The pressures for higher spending mean that revenues will also need to rise to prevent the debt from growing as a share of GDP (that is, the debt-to-GDP ratio). Reducing the debt ratio would require even more revenues.

It’s hardly a controversial notion that federal spending and revenues will have to rise as a percentage of GDP. Budget plans from such diverse organizations as the National Academy of Sciences, Bipartisan Policy Center, and American Enterprise Institute have found that spending and revenues need to exceed their historical averages in coming decades even if policymakers make significant budget cuts.
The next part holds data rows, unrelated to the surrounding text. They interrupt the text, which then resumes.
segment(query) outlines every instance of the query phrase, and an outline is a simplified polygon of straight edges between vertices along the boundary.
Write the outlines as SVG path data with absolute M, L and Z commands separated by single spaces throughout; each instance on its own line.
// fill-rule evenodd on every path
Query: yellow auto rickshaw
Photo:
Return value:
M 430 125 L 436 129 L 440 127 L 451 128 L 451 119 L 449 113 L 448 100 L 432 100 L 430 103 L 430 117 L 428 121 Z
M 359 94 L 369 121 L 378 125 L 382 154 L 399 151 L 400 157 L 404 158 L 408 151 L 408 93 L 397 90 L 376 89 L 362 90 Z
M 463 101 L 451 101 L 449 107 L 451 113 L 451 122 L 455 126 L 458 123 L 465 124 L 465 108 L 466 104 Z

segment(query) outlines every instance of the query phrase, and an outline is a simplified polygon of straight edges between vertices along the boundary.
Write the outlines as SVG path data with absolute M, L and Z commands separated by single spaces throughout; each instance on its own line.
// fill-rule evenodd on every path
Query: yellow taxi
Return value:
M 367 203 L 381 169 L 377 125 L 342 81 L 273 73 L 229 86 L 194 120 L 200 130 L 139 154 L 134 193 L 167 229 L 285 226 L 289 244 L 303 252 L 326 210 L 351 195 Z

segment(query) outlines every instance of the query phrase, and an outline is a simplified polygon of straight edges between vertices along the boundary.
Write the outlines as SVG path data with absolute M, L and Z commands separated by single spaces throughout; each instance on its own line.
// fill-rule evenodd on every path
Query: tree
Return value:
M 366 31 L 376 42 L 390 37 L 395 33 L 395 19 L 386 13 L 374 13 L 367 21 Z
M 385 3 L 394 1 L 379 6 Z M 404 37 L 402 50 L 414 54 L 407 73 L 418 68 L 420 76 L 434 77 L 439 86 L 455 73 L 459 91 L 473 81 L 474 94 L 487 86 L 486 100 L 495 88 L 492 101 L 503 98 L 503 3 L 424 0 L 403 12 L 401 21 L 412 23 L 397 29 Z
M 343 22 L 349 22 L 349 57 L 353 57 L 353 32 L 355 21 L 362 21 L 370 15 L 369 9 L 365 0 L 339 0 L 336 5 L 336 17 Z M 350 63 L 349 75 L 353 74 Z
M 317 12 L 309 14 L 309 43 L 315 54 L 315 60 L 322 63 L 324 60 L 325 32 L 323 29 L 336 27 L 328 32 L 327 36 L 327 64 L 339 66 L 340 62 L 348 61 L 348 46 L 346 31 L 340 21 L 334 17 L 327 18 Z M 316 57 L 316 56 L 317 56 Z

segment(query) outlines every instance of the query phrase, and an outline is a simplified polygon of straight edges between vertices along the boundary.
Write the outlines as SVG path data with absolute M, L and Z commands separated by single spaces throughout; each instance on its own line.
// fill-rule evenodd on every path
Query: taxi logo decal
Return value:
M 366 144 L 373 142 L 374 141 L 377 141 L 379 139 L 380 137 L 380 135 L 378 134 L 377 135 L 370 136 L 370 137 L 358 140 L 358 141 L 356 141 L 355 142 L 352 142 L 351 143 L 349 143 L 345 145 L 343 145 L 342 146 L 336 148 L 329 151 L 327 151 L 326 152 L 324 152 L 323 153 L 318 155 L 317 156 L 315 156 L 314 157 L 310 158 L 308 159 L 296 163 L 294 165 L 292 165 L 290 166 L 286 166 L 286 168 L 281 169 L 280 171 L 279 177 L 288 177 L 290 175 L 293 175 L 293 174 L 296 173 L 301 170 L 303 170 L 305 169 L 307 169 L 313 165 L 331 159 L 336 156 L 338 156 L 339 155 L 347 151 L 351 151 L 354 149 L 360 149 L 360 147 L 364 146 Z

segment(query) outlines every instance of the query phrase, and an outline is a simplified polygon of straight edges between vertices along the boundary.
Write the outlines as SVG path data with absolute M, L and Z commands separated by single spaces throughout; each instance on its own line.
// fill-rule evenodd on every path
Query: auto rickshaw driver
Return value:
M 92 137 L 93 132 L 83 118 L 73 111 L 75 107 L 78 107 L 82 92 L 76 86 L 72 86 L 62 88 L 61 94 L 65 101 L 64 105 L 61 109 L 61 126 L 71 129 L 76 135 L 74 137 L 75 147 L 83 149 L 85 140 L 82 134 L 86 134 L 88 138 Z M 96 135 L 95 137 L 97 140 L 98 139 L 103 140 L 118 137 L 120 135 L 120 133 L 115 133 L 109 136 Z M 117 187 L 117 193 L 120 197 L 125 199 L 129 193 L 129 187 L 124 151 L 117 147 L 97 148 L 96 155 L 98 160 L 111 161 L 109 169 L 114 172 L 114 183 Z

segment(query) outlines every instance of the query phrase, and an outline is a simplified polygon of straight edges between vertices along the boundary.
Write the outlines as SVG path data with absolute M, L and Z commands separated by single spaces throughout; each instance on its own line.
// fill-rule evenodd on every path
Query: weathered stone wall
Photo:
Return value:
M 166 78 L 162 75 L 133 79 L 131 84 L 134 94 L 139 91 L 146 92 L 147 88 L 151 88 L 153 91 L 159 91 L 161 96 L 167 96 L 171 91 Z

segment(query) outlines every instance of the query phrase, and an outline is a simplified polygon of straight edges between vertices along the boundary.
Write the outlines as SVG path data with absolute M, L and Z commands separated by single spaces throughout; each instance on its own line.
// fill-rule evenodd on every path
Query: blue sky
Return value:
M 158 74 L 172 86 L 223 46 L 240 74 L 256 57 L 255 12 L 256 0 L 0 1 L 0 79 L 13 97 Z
Higher taxes and spending need not be a barrier to economic growth, as past U.S. experience — for example, following the tax increases enacted in the early 1990s and at the end of 2012 — and that of other countries show. Policymakers should structure tax increases to promote economic efficiency and other important social objectives, such as by putting a price on greenhouse gas emissions and curbing inefficient tax deductions and exclusions —known collectively as tax expenditures. Higher taxes can also be growth-promoting if used to finance investments in public education, infrastructure, public health, basic research, and other forms of physical and human capital.

Given the long-run budgetary pressures due to the aging of the population, rising health care costs, and other factors, tax reform ought to raise revenues to help reduce projected federal deficits and debt. At an absolute minimum, policymakers should draw a bright line and insist that tax reform not lose revenues, either in its first decade or beyond.

Former Treasury Secretary Lawrence Summers, speaking today at CBPP, put it this way: “This is no time to sacrifice much-needed government revenue at the altar of tax cuts. Capital costs have never been lower for American corporations. Growth benefits will be negligible and the costs of a constrained public sector down the road will be felt by all Americans.”